Izabela Leszczyna przyznaje, że wreszcie zleciła Narodowemu Funduszowi Zdrowia, aby odstąpił od roszczeń wobec lekarzy, którzy wypisywali dzieciom pewne mleko na receptę. Wyjaśnienie tej sprawy zajęło ministrze zdrowia aż osiem miesięcy.
- Okazuje się, że w części przypadków rzeczywiście to lekarze mieli rację - przyznaje ministra zdrowia z Koalicji Obywatelskiej Izabela Leszczyna. - Niektórzy z pewnością przepisali tę receptę po to, żeby dobrostan dziecka był lepszy - dodaje.
A pozostali lekarze, pozostałe przypadki?

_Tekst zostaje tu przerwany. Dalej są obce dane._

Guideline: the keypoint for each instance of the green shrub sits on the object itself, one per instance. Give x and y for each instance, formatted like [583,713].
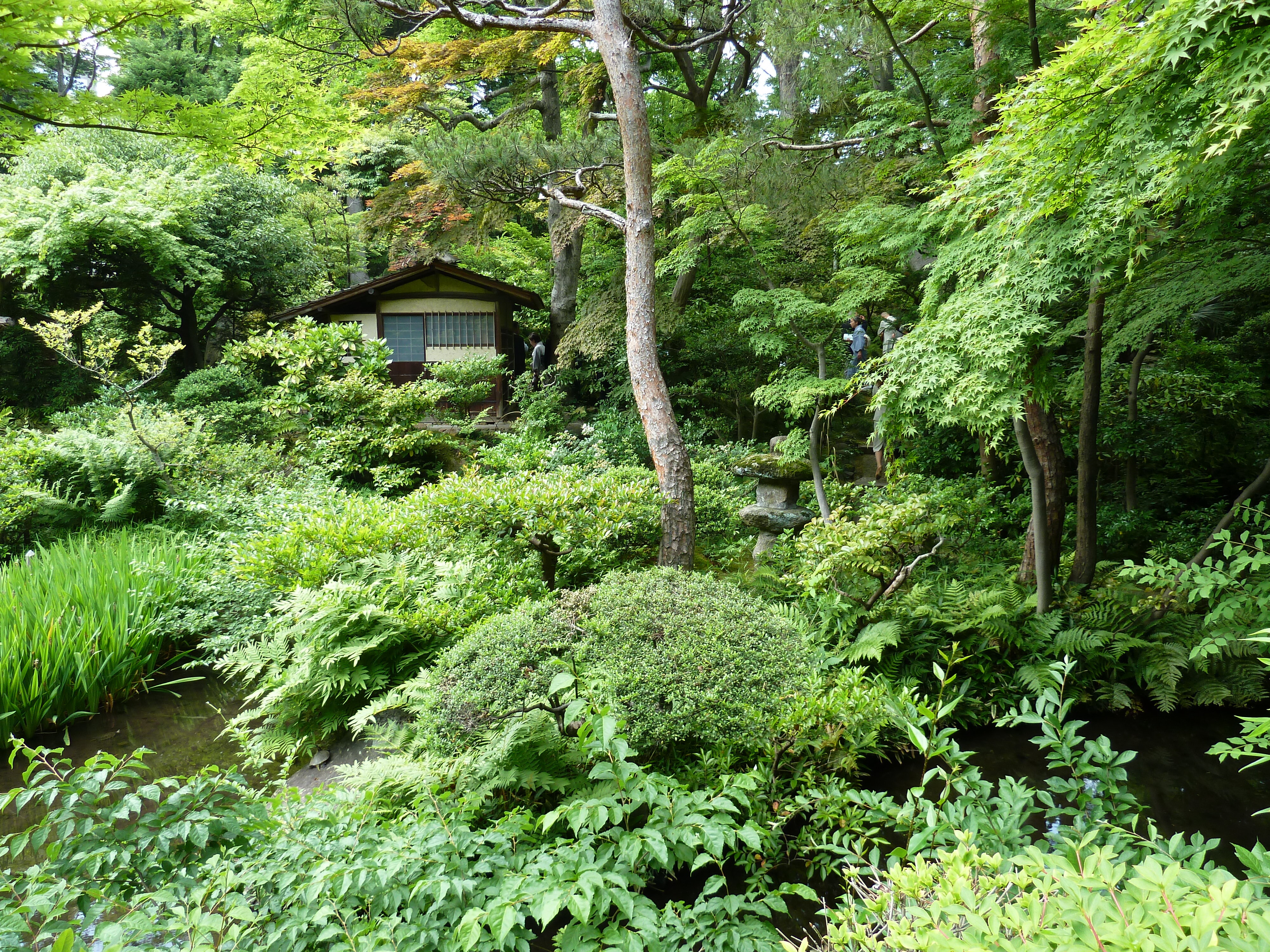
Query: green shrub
[214,385]
[79,625]
[685,659]
[1079,897]
[20,488]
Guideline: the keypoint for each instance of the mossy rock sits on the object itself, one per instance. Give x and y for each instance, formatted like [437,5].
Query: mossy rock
[770,466]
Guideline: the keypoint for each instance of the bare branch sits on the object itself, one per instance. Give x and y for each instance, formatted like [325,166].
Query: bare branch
[55,124]
[667,89]
[730,20]
[524,18]
[844,143]
[920,34]
[595,211]
[902,577]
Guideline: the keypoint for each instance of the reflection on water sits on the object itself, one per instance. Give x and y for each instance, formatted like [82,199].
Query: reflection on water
[181,725]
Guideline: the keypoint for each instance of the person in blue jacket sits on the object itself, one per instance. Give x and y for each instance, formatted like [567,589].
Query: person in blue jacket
[858,340]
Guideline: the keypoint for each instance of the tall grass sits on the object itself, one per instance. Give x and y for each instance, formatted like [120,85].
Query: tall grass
[79,625]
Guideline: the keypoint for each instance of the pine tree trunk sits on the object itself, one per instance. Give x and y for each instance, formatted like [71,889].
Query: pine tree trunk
[1088,460]
[1048,444]
[1038,527]
[1032,34]
[652,397]
[563,227]
[787,83]
[985,53]
[1131,464]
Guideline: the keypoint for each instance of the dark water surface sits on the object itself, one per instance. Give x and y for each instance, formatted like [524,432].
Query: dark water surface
[1186,789]
[182,725]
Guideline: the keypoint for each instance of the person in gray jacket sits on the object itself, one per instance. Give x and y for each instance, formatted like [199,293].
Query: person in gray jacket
[538,359]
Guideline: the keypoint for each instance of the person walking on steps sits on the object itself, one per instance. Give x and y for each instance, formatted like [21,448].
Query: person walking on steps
[858,340]
[538,359]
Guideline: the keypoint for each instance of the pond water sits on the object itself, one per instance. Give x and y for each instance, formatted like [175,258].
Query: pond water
[181,724]
[1184,789]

Ministra nie odpowiada, ale wiemy, co może mieć na myśli. - Nie jesteśmy przestępcami, którzy handlują mlekiem bądź sprzedają je na siłowniach lub na OLX-ie. Były takie insynuacje ze strony NFZ - mówi Jolanta Tyczyńska, pediatrka i alergolożka.

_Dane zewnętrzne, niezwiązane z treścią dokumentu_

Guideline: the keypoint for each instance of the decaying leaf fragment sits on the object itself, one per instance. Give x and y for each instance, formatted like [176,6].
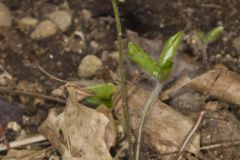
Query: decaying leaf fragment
[223,84]
[78,132]
[165,129]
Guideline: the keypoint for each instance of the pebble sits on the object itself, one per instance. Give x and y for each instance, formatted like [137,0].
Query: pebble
[86,15]
[5,16]
[44,30]
[28,22]
[63,19]
[89,66]
[14,126]
[236,44]
[114,55]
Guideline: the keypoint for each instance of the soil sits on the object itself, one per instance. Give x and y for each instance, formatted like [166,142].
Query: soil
[61,53]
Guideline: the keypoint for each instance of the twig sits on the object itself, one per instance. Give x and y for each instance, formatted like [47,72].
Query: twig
[26,141]
[206,147]
[122,81]
[151,101]
[189,137]
[32,94]
[223,144]
[49,75]
[32,156]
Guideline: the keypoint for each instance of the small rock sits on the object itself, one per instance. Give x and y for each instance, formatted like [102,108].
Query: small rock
[63,19]
[89,66]
[28,22]
[236,44]
[85,15]
[44,29]
[5,16]
[114,55]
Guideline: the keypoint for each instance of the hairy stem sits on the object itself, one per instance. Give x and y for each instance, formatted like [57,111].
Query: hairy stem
[122,81]
[151,101]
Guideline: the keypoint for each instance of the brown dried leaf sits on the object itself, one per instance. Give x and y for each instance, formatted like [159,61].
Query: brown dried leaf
[110,137]
[161,125]
[223,84]
[79,132]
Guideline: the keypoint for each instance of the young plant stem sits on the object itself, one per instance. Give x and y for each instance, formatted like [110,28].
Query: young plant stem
[151,101]
[205,56]
[122,81]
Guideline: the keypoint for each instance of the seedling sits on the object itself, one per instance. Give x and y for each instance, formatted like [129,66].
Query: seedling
[207,38]
[102,94]
[159,69]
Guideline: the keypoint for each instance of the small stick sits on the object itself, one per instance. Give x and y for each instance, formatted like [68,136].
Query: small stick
[32,94]
[26,141]
[206,147]
[187,140]
[219,145]
[49,75]
[151,101]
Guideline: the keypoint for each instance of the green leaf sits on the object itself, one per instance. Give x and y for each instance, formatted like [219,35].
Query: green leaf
[202,36]
[96,101]
[103,90]
[143,59]
[168,53]
[214,34]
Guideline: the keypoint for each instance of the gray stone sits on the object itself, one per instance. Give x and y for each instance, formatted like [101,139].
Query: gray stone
[89,66]
[44,29]
[236,44]
[5,16]
[63,19]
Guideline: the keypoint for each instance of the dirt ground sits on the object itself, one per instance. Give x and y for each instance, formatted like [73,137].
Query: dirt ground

- Zdaje się, że jest to preparat dość popularny, jeśli chodzi o stosowanie przez niektórych sportowców w sportach siłowych - mówił w lutym 2023 roku Filip Nowak, prezes Narodowego Funduszu Zdrowia.
ZOBACZ TEŻ: Rząd się zmienił, a NFZ wciąż ściga lekarzy za recepty na nierefundowane mleko dla chorych dzieci
Jedyne mleko, jakie mogli przyjmować pacjenci
Przypomnijmy: prezes Narodowego Funduszu Zdrowia domaga się od grupy lekarzy siedmiu milionów złotych za to, że wypisywali ciężko chorym dzieciom mleko, które okazało się nierefundowane. Powinno być refundowane, bo chore dzieci nie były w stanie innego przyjmować. Potwierdziły to opinie wielu towarzystw naukowych.

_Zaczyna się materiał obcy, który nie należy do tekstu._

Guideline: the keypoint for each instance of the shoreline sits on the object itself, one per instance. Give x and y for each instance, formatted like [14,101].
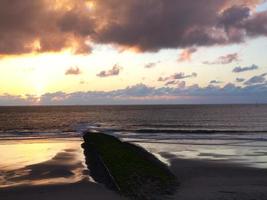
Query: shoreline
[199,180]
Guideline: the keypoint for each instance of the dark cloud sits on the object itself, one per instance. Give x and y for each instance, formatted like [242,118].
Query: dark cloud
[240,80]
[73,71]
[234,16]
[227,59]
[44,25]
[186,54]
[47,25]
[112,72]
[140,94]
[244,69]
[256,79]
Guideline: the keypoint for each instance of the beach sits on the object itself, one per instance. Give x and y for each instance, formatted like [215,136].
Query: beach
[211,162]
[66,177]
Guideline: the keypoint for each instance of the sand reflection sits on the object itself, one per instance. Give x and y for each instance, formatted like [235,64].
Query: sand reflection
[42,162]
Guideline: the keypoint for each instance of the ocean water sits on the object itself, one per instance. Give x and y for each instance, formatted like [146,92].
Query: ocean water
[235,133]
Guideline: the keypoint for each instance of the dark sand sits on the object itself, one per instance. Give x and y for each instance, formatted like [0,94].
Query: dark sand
[199,180]
[210,180]
[76,191]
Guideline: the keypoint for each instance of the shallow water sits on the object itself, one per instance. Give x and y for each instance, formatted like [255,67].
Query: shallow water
[40,145]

Potwierdził to też w maju Sąd Rejonowy Katowice-Zachód, który uznał, że lekarz, którego sprawę tam rozpatrywano, miał prawo wystawić receptę refundowaną na mleko, bo chronił w ten sposób życie i zdrowie dziecka, a żądania Narodowego Funduszu Zdrowia, żeby teraz oddał za to pieniądze, są: "sprzeczne z zasadami współżycia społecznego". Zapisane mleko przyczyniło się - argumentował sąd - do tego, że u leczonego dziecka atopowe zapalenie skóry i alergie pokarmowe cofnęły się aż o 80 procent.
- Wyrok sądu potwierdza to, o czym mówiliśmy od pewnego czasu, czyli nikt nigdy za ratowanie życia i zdrowia karany być nie powinien - podkreśla Łukasz Jankowski, prezes Naczelnej Rady Lekarskiej.
No ale jest też inny wyrok sądu ze stycznia, w którym to sędzia staje po stronie Narodowego Funduszu Zdrowia. Tak czy inaczej uczciwi lekarze są zasypywani pismami sądowymi i czują się zaszczuci przez publicznego płatnika, o czym wielokrotnie informowaliśmy.
- Jestem zmęczony tą całą sytuacją. Nie popełniłem żadnego czynu zabronionego - mówił w styczniu tego roku Leszek Olchowik, pediatra, pulmonolog i alergolog.
No to teraz ma być wreszcie ugoda. - Moje zalecenie dla NFZ-etu jest takie: odstępujemy od tych naszych roszczeń i ugoda, więc pewnie trzeba będzie się podzielić kosztami sądowymi - przekazała Izabela Leszczyna.
Gdyby ta decyzja została podjęta wcześniej, to kosztów sądowych teraz by nie było.